Governance Records
CanonicalPurpose
Governance records preserve proposal context, voting outcomes, execution records, and rationale when those records come from verifiable governance sources.
Record Contents
- Proposal records
- Vote records
- Execution records
- Reason codes
- Off-chain context
- On-chain traceability where possible
Importance
Records connect governance decisions to operational execution and public accountability.
Draft Record Rules
Governance records should not be summarized as approval unless the decision source is known and reviewable.

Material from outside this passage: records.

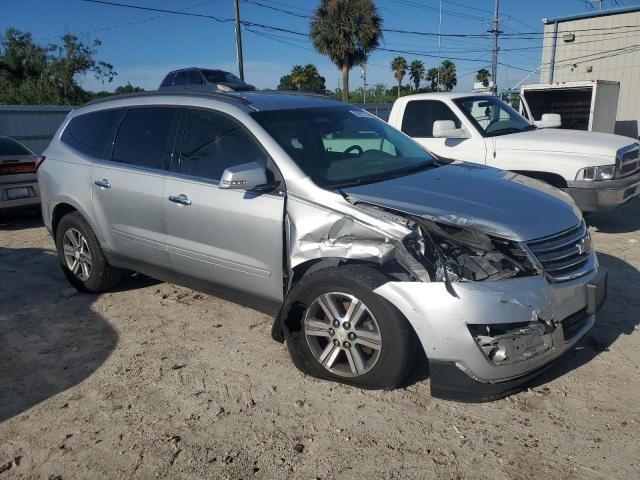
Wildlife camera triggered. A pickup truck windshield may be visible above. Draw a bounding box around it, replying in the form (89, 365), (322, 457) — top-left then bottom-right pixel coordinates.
(453, 95), (536, 137)
(251, 106), (437, 188)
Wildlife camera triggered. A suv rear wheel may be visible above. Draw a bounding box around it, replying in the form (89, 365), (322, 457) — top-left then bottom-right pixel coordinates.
(56, 212), (122, 293)
(287, 265), (414, 389)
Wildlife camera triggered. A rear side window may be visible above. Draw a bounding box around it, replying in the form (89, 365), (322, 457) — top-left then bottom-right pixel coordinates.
(61, 108), (123, 160)
(180, 110), (267, 180)
(111, 107), (178, 169)
(160, 72), (175, 87)
(0, 137), (33, 157)
(402, 100), (461, 138)
(173, 70), (189, 85)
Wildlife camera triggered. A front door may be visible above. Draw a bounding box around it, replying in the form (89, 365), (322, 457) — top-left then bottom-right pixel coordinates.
(164, 108), (284, 301)
(402, 100), (486, 164)
(92, 107), (179, 268)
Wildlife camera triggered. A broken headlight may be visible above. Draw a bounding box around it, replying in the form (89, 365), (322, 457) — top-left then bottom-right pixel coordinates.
(467, 321), (553, 365)
(405, 219), (537, 282)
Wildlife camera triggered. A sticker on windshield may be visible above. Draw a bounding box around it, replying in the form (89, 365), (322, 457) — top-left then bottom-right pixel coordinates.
(349, 110), (374, 118)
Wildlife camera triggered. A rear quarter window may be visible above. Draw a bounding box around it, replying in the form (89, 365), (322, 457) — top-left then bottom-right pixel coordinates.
(61, 108), (123, 160)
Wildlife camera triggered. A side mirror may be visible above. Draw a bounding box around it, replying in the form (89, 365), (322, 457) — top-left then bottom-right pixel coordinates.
(433, 120), (471, 139)
(218, 162), (267, 190)
(533, 113), (562, 128)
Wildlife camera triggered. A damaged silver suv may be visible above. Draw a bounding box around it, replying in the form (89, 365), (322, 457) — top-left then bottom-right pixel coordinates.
(38, 92), (606, 400)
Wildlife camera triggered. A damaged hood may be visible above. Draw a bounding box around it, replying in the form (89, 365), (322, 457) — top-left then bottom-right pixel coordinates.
(341, 162), (581, 240)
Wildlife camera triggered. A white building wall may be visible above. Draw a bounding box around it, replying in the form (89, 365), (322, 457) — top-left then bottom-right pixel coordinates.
(540, 11), (640, 138)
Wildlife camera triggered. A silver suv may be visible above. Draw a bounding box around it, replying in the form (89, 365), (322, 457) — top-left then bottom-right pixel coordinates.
(38, 92), (606, 401)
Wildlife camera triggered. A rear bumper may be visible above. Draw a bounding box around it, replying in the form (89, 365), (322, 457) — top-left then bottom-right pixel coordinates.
(565, 173), (640, 212)
(376, 270), (607, 402)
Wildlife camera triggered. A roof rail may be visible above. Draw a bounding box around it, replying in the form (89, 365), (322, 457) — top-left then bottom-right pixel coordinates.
(83, 90), (251, 106)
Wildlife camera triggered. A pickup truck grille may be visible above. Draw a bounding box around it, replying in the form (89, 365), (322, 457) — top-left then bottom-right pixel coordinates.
(618, 145), (640, 177)
(527, 222), (591, 282)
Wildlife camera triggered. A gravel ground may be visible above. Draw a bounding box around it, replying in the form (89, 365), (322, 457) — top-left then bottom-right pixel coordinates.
(0, 205), (640, 480)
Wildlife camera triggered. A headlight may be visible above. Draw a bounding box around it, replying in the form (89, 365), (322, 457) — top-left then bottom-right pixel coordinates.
(576, 165), (616, 181)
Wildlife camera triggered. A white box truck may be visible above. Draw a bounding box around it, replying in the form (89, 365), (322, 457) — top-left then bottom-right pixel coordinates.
(520, 80), (620, 133)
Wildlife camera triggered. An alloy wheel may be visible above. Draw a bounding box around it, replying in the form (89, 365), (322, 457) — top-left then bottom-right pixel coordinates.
(304, 292), (382, 377)
(62, 228), (92, 282)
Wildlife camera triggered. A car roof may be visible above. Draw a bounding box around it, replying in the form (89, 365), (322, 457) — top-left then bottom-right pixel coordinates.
(81, 90), (346, 111)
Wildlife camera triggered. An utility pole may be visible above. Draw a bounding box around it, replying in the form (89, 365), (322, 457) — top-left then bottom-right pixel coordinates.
(233, 0), (244, 82)
(489, 0), (502, 95)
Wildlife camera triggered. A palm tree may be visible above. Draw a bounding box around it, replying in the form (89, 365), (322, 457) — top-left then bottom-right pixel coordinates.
(391, 57), (409, 97)
(476, 68), (491, 87)
(424, 67), (440, 91)
(409, 60), (424, 90)
(440, 60), (458, 92)
(310, 0), (382, 101)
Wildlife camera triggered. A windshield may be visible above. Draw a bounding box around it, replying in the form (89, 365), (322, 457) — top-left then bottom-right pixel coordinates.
(453, 95), (536, 137)
(252, 106), (435, 188)
(200, 70), (242, 83)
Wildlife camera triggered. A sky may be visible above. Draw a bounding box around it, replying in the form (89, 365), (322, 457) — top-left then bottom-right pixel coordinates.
(0, 0), (640, 90)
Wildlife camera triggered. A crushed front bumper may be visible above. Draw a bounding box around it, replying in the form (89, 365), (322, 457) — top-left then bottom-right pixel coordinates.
(564, 172), (640, 212)
(375, 270), (607, 402)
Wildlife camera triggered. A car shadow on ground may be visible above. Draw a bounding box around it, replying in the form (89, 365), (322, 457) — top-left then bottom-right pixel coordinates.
(0, 247), (118, 422)
(0, 207), (43, 231)
(530, 253), (640, 387)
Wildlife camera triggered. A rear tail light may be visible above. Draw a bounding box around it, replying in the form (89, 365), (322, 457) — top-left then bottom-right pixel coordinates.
(35, 155), (47, 172)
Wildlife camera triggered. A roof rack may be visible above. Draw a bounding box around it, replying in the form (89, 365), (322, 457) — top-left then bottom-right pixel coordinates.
(84, 90), (251, 106)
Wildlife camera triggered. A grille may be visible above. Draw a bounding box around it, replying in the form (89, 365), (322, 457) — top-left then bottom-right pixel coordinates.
(618, 147), (640, 177)
(527, 222), (591, 281)
(562, 308), (588, 342)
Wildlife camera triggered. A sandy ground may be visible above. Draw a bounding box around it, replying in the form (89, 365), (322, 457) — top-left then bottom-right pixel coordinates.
(0, 206), (640, 480)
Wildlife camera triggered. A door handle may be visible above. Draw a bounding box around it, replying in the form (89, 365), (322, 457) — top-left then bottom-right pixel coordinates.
(169, 193), (191, 205)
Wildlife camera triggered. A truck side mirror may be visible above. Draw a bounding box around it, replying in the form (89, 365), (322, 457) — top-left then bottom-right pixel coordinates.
(433, 120), (471, 139)
(533, 113), (562, 128)
(218, 162), (267, 190)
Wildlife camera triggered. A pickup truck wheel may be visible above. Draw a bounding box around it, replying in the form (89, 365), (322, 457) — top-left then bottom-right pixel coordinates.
(56, 212), (122, 293)
(287, 265), (414, 389)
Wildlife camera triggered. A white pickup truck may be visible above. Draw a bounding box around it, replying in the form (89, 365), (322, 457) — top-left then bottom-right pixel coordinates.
(389, 93), (640, 212)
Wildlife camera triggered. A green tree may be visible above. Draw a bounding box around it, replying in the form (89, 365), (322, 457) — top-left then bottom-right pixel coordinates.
(440, 59), (458, 92)
(409, 60), (425, 90)
(391, 57), (409, 97)
(424, 67), (440, 92)
(0, 28), (117, 105)
(310, 0), (382, 101)
(278, 63), (327, 93)
(476, 68), (491, 87)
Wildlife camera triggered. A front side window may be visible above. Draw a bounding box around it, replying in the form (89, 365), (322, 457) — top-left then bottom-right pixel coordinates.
(61, 108), (123, 160)
(402, 100), (461, 138)
(180, 109), (267, 180)
(453, 95), (536, 137)
(111, 107), (178, 169)
(252, 106), (436, 188)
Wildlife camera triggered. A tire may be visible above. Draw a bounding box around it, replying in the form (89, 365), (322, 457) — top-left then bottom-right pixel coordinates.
(56, 212), (122, 293)
(287, 265), (415, 389)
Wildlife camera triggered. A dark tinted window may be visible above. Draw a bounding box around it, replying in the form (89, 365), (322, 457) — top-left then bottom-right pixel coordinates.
(402, 100), (461, 138)
(112, 107), (177, 169)
(189, 70), (204, 85)
(160, 73), (176, 87)
(62, 108), (122, 160)
(0, 137), (33, 156)
(180, 110), (267, 180)
(173, 70), (189, 85)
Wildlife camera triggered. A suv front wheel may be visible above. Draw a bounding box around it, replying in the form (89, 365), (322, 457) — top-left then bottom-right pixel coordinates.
(287, 265), (414, 389)
(56, 212), (122, 293)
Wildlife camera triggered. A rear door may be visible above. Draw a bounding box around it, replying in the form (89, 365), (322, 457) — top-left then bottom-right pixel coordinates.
(164, 108), (284, 300)
(92, 106), (179, 271)
(402, 100), (486, 163)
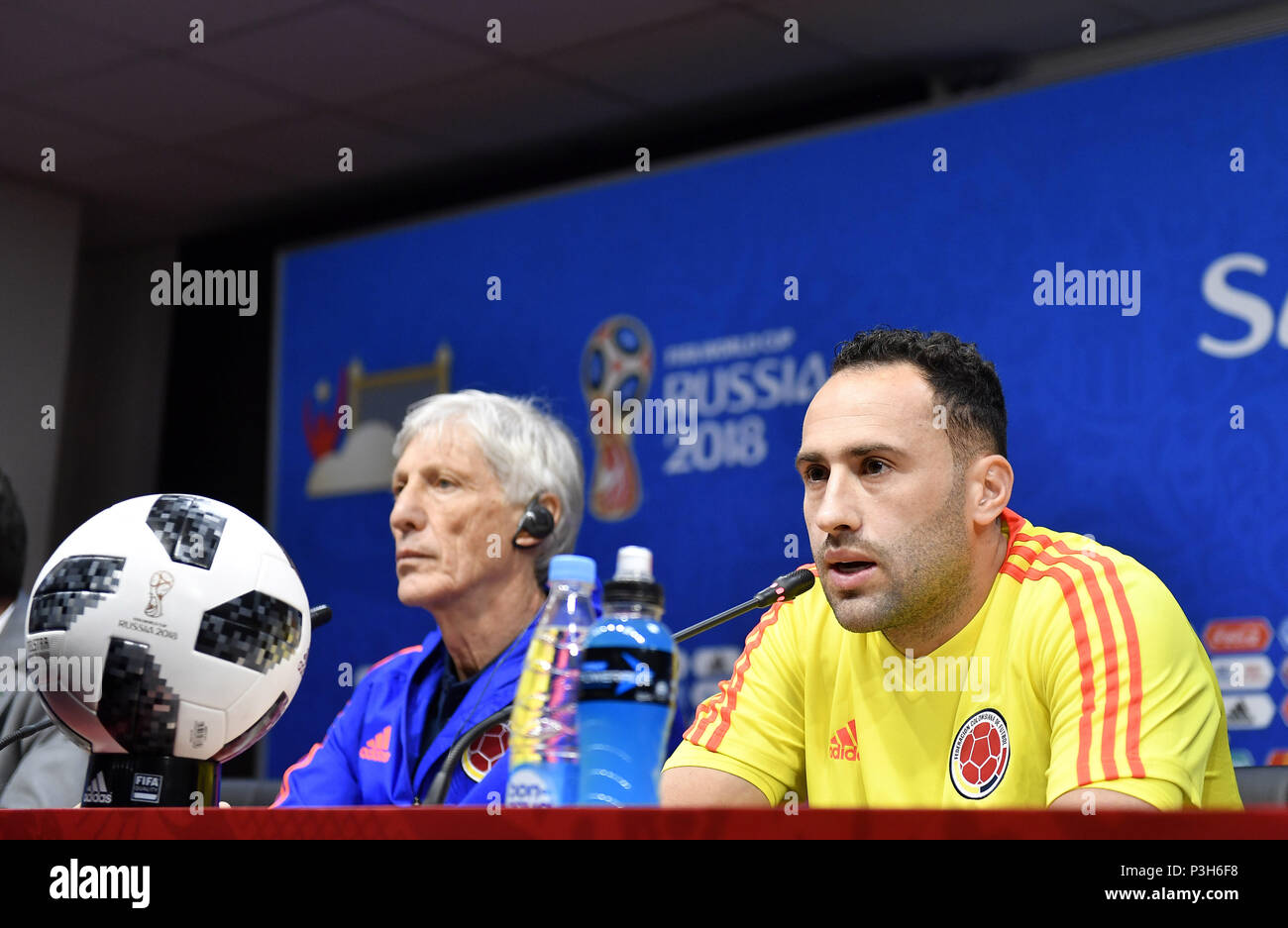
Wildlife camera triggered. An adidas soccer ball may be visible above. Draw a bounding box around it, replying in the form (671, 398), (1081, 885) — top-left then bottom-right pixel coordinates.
(27, 494), (310, 762)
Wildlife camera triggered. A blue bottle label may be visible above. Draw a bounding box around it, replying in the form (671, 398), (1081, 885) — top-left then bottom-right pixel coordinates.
(581, 646), (675, 705)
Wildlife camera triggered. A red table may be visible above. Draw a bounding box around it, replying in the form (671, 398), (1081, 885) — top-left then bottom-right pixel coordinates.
(0, 807), (1288, 841)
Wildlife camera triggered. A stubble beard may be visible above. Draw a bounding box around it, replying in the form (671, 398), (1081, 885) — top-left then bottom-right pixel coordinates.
(814, 485), (971, 633)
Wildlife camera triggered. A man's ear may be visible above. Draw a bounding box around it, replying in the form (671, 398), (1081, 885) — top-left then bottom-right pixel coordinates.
(966, 455), (1015, 527)
(511, 493), (563, 550)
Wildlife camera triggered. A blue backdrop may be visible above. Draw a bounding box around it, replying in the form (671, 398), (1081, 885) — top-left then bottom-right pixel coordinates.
(270, 32), (1288, 774)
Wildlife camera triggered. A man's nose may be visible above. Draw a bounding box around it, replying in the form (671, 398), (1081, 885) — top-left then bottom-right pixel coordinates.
(814, 471), (863, 536)
(389, 486), (425, 538)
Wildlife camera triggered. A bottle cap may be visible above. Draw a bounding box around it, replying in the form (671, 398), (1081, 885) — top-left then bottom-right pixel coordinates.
(549, 555), (597, 584)
(613, 545), (653, 580)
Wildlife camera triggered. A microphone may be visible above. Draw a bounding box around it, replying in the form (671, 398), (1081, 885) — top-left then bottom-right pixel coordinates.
(674, 567), (814, 644)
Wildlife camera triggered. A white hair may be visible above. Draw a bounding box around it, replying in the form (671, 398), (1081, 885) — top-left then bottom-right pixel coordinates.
(394, 390), (587, 579)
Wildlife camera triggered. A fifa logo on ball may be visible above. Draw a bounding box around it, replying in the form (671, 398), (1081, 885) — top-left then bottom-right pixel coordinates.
(143, 570), (174, 619)
(581, 315), (653, 521)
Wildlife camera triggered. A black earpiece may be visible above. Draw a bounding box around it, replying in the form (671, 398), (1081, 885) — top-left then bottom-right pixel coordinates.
(510, 493), (555, 549)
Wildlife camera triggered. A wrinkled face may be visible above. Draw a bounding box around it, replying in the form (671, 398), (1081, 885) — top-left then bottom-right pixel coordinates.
(796, 362), (970, 632)
(389, 422), (532, 610)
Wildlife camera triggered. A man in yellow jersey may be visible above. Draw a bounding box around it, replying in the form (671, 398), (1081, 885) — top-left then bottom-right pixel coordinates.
(662, 328), (1241, 811)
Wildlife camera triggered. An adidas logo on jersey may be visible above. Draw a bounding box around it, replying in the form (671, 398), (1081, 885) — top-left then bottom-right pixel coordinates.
(81, 770), (112, 806)
(827, 718), (859, 761)
(358, 725), (394, 764)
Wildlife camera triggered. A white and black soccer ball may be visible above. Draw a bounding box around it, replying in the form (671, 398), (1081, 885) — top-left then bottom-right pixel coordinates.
(27, 494), (310, 762)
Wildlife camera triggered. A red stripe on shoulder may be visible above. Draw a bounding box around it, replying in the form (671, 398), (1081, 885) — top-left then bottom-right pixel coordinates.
(368, 645), (424, 673)
(269, 742), (322, 808)
(699, 600), (783, 751)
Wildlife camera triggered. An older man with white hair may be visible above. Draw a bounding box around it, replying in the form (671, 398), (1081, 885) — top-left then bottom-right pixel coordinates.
(281, 390), (584, 808)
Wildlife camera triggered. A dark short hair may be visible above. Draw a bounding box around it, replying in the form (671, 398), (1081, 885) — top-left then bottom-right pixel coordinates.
(0, 471), (27, 600)
(832, 326), (1006, 467)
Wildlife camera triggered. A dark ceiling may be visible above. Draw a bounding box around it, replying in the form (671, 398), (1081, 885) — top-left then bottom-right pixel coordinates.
(0, 0), (1283, 249)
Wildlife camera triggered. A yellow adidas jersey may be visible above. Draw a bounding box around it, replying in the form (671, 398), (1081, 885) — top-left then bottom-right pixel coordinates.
(666, 510), (1241, 809)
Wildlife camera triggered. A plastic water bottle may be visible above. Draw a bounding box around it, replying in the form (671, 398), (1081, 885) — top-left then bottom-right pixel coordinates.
(505, 555), (596, 808)
(577, 547), (677, 807)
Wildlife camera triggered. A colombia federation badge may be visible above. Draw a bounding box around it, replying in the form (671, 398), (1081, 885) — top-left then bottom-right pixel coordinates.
(948, 709), (1012, 799)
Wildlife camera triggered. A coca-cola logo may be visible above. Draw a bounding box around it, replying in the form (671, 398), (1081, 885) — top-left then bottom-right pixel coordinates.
(1203, 617), (1274, 654)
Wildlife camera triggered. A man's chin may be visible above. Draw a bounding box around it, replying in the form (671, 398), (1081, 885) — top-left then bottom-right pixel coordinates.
(823, 587), (890, 632)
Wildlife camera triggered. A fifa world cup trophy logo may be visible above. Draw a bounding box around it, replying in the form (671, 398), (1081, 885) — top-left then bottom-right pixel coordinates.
(143, 570), (174, 619)
(581, 315), (653, 523)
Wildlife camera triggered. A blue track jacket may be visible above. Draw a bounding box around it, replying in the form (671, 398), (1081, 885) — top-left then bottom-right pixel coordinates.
(273, 619), (536, 808)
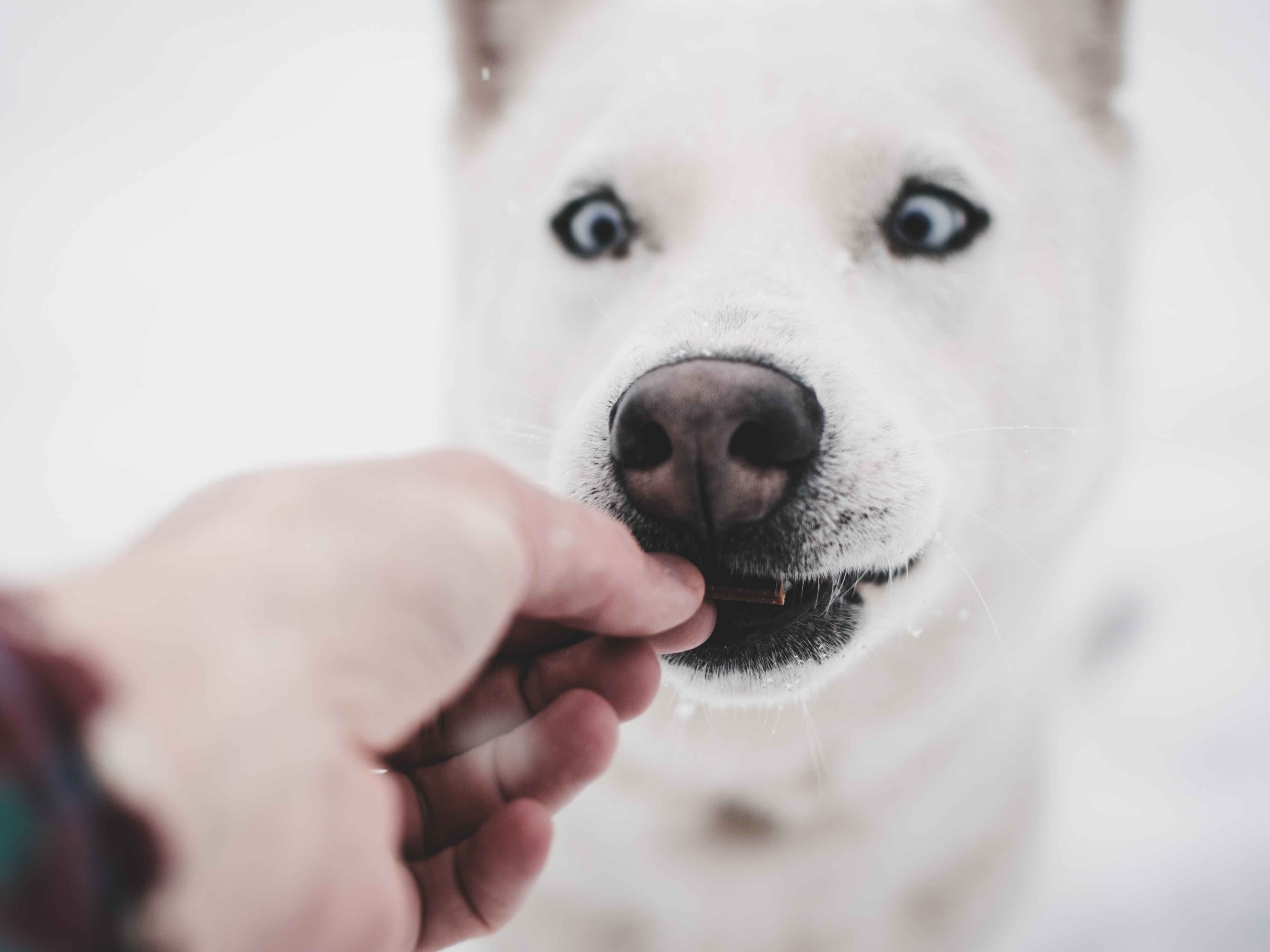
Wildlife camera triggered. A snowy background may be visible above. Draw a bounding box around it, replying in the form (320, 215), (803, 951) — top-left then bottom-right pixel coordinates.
(0, 0), (1270, 952)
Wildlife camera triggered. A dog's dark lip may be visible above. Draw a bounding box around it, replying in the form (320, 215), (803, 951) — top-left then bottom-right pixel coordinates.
(667, 556), (920, 677)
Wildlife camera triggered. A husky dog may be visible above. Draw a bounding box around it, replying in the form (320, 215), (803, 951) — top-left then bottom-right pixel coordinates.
(451, 0), (1129, 952)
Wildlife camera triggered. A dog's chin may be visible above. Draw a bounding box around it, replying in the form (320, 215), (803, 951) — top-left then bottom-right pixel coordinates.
(663, 560), (916, 706)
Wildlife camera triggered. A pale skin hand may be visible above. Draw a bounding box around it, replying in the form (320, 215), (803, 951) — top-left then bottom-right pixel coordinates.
(30, 453), (714, 952)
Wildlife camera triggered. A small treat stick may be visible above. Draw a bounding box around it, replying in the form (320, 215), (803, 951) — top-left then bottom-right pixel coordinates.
(706, 579), (785, 606)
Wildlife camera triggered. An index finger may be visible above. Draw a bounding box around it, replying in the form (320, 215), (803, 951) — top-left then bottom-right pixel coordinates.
(429, 453), (705, 636)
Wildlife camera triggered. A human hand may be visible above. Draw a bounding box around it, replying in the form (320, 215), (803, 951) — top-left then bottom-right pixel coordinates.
(30, 453), (714, 952)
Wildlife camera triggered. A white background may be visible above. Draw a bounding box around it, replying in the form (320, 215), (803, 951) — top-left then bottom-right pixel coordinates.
(0, 0), (1270, 952)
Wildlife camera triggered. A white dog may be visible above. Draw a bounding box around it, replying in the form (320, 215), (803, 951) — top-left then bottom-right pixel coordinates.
(451, 0), (1128, 952)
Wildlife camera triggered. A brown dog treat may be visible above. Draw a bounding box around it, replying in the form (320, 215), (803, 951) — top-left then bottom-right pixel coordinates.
(706, 579), (785, 606)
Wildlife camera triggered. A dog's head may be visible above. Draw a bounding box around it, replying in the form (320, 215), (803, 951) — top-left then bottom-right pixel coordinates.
(451, 0), (1123, 699)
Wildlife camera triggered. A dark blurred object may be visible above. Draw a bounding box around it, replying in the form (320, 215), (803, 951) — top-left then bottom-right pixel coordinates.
(0, 598), (159, 952)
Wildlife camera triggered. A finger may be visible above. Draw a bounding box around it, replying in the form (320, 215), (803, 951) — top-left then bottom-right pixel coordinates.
(425, 453), (705, 636)
(409, 800), (551, 952)
(312, 453), (705, 750)
(649, 602), (719, 655)
(402, 690), (617, 857)
(393, 637), (662, 769)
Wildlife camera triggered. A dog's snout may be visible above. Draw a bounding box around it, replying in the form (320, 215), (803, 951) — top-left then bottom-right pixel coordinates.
(610, 359), (823, 538)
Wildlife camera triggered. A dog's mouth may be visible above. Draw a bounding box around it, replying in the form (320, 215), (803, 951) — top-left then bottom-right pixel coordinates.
(667, 567), (908, 678)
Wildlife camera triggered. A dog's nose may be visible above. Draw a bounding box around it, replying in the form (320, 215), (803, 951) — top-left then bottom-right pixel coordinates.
(610, 359), (824, 538)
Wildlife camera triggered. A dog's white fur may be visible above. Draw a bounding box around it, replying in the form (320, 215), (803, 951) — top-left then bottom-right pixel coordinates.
(451, 0), (1126, 952)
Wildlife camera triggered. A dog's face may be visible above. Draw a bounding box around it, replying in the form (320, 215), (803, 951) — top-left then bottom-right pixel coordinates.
(453, 0), (1120, 702)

Draft notes, planning requests, and local validation reports can support context, but they do not replace governance records.
Governance records should identify:
- proposal or decision identifier;
- decision body or authority;
- voting or approval result if applicable;
- scope approved;
- conditions and limitations;
- execution receipt requirement;
- supersession or rollback reference;
- publication status.
Publication Boundary
This page does not approve governance authority or execution. Public governance claims require verified records and coordinator/governance review.
Decision Record Chain
A governance record should connect a proposal to its scope, reviewer, approving authority, decision state, executor, and receipt. The minimum chain is:
proposal -> review -> decision -> authorized action -> execution receipt -> follow-up
A rejected or withdrawn proposal stops before authorization. A conditional decision records the unmet conditions. An approved decision without an authorized executor remains unexecuted. A receipt that differs from the decision requires escalation and cannot be silently treated as successful completion.
Public records may omit protected deliberation or security details, but must preserve the decision scope, authority basis, status, material conditions, and known limitations.